Is the Old Testament still relevant? Should we even be paying attention to the “old laws.”
Andy Stanley, the senior pastor of North Point Community Church in Georgia, recently made the news when he preached a message on Acts 15. Noting that the council in Jerusalem had allowed Gentiles to join the people of God without requiring them to be neither circumcised nor adhering to Old Testament dietary rules, Stanley then added that Christians need to unhitch from the Old Testament. He said, “Peter, James, Paul elected to un-hitch the Christian faith from their Jewish scriptures, and my friends, we must as well.”
Since then, Stanley drew a great deal of well-deserved criticism. In response, Stanley said that he was misunderstood. He said, “I never suggested we ‘un-hitch’ form a passage of Scripture or from a specific Biblical imperative.” But then, after appearing to walk back his statements, he went even further. After recently making the argument that we are under the new covenant, Stanley said, “The Ten Commandments are from the old covenant.” Further, Stanley said, “Participants in the new covenant are not required to obey any of the commandments found in the first part of their Bibles.” 1
The most obvious critique would be to say that pastor Stanley completely misunderstands what was said and done in Acts 15. When the apostles announced that the Gentiles were not required to keep the dietary restrictions of the law, they were not announcing the end of the Old Testament Scriptures.
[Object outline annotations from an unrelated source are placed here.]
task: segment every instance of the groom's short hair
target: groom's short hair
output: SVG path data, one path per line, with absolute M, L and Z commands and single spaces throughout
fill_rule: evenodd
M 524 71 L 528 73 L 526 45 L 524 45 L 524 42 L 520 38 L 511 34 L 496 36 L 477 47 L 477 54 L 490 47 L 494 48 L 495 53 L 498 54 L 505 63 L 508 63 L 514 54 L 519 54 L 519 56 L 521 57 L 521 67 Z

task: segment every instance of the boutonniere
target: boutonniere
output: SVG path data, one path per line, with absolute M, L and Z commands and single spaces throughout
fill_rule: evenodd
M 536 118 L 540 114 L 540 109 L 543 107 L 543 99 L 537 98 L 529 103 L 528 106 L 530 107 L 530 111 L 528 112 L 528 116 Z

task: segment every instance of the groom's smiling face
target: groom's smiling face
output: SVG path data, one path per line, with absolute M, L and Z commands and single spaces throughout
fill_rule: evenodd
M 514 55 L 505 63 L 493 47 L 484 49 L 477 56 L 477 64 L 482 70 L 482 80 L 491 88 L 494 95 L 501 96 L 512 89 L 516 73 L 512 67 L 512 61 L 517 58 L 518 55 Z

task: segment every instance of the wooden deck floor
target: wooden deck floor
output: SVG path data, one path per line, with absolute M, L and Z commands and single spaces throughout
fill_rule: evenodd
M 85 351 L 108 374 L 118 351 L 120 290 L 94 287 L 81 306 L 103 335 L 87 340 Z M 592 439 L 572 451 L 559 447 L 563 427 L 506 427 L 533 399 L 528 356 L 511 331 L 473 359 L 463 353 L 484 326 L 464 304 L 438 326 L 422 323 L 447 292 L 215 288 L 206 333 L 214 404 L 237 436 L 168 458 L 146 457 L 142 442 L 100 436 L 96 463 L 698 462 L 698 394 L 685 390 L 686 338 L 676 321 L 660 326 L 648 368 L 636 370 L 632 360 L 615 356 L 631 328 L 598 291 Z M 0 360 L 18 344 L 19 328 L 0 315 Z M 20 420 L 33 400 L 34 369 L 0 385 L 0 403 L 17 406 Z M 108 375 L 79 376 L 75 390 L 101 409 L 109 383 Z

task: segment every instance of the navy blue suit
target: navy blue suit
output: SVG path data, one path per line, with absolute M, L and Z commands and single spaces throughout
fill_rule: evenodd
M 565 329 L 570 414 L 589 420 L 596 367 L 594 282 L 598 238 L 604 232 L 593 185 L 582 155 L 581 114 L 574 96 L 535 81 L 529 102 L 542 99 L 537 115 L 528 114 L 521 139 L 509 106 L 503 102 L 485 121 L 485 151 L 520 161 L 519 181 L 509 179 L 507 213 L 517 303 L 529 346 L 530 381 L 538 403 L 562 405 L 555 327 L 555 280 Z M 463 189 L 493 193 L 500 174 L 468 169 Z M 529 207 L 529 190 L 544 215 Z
Rather, they were pointing out that the Old Testament Scriptures had been falsely interpreted by those who were demanding Gentile circumcision. That is to say, it was not a question of whether the Old Testament was relevant to believers, but rather how to apply the Old Testament to our day in the light of Christ. Never for a moment did the apostles suggest we “unhinge” from the first 39 books in our Bible.
Are we to still obey The Ten Commandments?
We know this is the case for numerous reasons. First, anyone reading the New Testament will quickly discover the numerous Old Testament quotations in the New Testament (over 800). From the perspective of the New Testament, Christianity is not a new religion. In the light of Christ, Christianity is the fulfillment of all the Old Testament both taught and longed for. To argue that we must “unhinge” from the Old Testament presents a faith that is entirely foreign to what the apostles and prophets taught.
Second, we know that Jesus Himself refused this perspective. In Matthew 5:17, He explicitly made the point that He had not come to abolish the law or the prophets (what we now call the Old Testament.) If Jesus refused to unhinge Himself from the Old Testament, so should we.
What does the New Testament teach us?
But, there are at least three other problems with Stanley’s perspective. First, Stanley has completely misunderstood Paul’s statements about the law. Second, Stanley is in danger of promoting “antinomianism,” or lawlessness. The New Testament teaches us that all sin is lawlessness (see 1 John 3:4). Third, Stanley doesn’t seem to understand the difference between the Pharisees’ heretical teaching of the Old Testament and the New Testament’s proper teaching of and application of the Old Testament (see John 5:46.)
For this reason, I think it would be appropriate to rename the first 39 books. Instead of calling them the “Old Testament, ”why not call them the “First Testament”? After all, the name “Old Testament” was given to us by a man named Origen. But the Bible never calls the first 39 books the Old Testament. “Old” gives us the idea that they are no longer relevant. “First” gives us the idea that these books set the stage for our understanding of what God did for us in Christ.